Dupont de Ligonnès comedy version at Cannes 2024? This is the bet of this film presented at the end of the Filmmakers’ Fortnight! – Cinema News

Dupont de Ligonnès comedy version at Cannes 2024? This is the bet of this film presented at the end of the Filmmakers’ Fortnight! – Cinema News
Dupont de Ligonnès comedy version at Cannes 2024? This is the bet of this film presented at the end of the Filmmakers’ Fortnight! – Cinema News

Loosely inspired by the Dupont de Ligonnès affair, the film “Plastic Guns” by Jean-Christophe Meurisse is presented at the end of the Filmmakers’ Fortnight at this 2024 Cannes festival. A comedy that dares everything! In theaters June 26.

It’s undoubtedly the craziest French comedy of this entire edition of the Cannes festival, and it is presented this evening at the closing of the Filmmakers’ Fortnight, one of the parallel sections: Plastic guns.

The film begins with Jonathan Coen and Fred Tousch around an operating table, in the middle of an autopsy, chatting as if at a bar counter over a beer. Purpose of the discussion? Netflix’s fascination with films and series based on current events! The scene sets the tone of this comedy.

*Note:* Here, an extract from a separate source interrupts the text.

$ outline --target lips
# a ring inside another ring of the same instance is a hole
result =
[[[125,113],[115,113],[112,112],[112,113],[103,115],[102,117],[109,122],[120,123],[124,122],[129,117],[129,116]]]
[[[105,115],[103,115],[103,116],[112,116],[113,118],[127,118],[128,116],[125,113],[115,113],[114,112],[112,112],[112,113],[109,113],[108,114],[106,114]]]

That of daring to laugh at a subject which should, on paper, arouse fear.

A film directly inspired by a highly publicized news item

Because even if all the names have been changed, the main inspiration for the film is none other than the Dupont de Ligonnès affair. It is obviously a fiction, but the plot is that of this man whose story has caused a lot of ink to flow. The murder of his family, and his escape.

The pitch is as follows: Léa and Christine are obsessed with the Paul Bernardin affair, a man suspected of having killed his entire family and mysteriously disappeared. As they go to investigate the house where the killing took place, the media announce that Paul Bernardin has just been arrested in Northern Europe…

A black comedy, in the tradition of the Coen brothers

This new production by Jean-Christophe Meurisse (founder of the troupe Les Chiens de Navarre) fully embraces the genre of black comedy, clearly leaning towards the Coen brothers. The film is a succession of sketches, with several main characters as a common thread, including the excellent Delphine Baril and Charlotte Laemmel, but also numerous guests: Jonathan Coen, but also Nora Hamzawi, Vincent Dedienne and Aymeric Lompret.

As in Blood Oranges, the previous production by Jean-Christophe Meurisse (see trailer above), the humor is caustic, and at times, bordering on disturbing.

The film is certainly less violent than Blood Oranges, but presents some particularly trashy scenes which may be off-putting, in relation to the subject and this very real story at the origin.